Longtime Senate reform advocate Roger Gibbins, former head of the Canada West Foundation, sees no reason why Scheer should stick with the Trudeau appointment process, effectively condoning "a partisan Senate with a veneer of non-partisanship."
But Tom Flanagan, another longtime Senate reform advocate and former Conservative national campaign manager, suggests Scheer would be wise to avoid needless "grief" over unpalatable patronage appointments and simply adhere to Trudeau's process. He says Scheer could appoint more conservative-minded independent senators to balance the Trudeau appointees, whom he sees as ideological liberals, if not outright partisan Liberals.
Still, it would take at least four years for Scheer appointees to outnumber the Trudeau appointees and Flanagan predicts that somewhere along the line, the Trudeau independents would cease being so deferential to the elected government and begin obstructing legislation, particularly if it involved repealing large chunks of the Trudeau agenda.

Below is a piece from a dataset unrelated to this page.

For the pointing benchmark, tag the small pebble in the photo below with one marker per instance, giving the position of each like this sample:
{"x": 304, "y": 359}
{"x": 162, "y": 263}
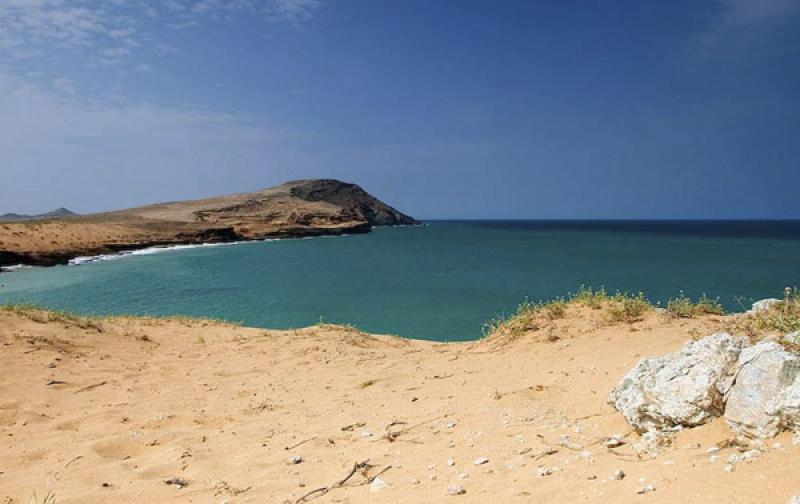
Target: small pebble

Because they are driven more by ideology than partisanship, Flanagan suspects the independents would be more likely to "stand on principle and not budge."
University of Waterloo political scientist Emmett Macfarlane, who advised Trudeau on the kind of Senate reforms he could implement without reopening the Constitution, agrees that's a risk. But he says resuming patronage appointments could actually antagonize independents into being more obstructionist if they thought Scheer was "not taking the Senate seriously as a complementary body."
"I think returning to the old system encourages the risk of that happening, at least in the short term when they still have numerical superiority," Macfarlane says.
Where the other parties stand on the Senate:
-- If the NDP formed government, the party says leader Jagmeet Singh would open constitutional negotiations with the provinces to abolish the Senate. He would not appoint any new senators. Until abolition was achieved, he would "take concrete steps to make the Senate fairer and more accountable," including "insisting that the Senate adopt new rules" to prevent it from blocking legislation passed by the elected House of Commons. (How he would do that is unclear. The Senate is master of its own rules, and its power to pass or defeat legislation is enshrined in the Constitution).
-- The Green party believes that "as long as there is an appointed Senate, an open process that invites qualified applicants is superior to the appointment of party cronies."
-- The People's Party of Canada believes Trudeau's appointment process is "mostly window-dressing." A better approach would be to name openly partisan senators chosen through "a process that does not only depend on the wishes of the prime minister." There could, for example, be an advisory panel that recommends qualified candidates.
-- The Bloc Quebecois did not provide its position on the Senate.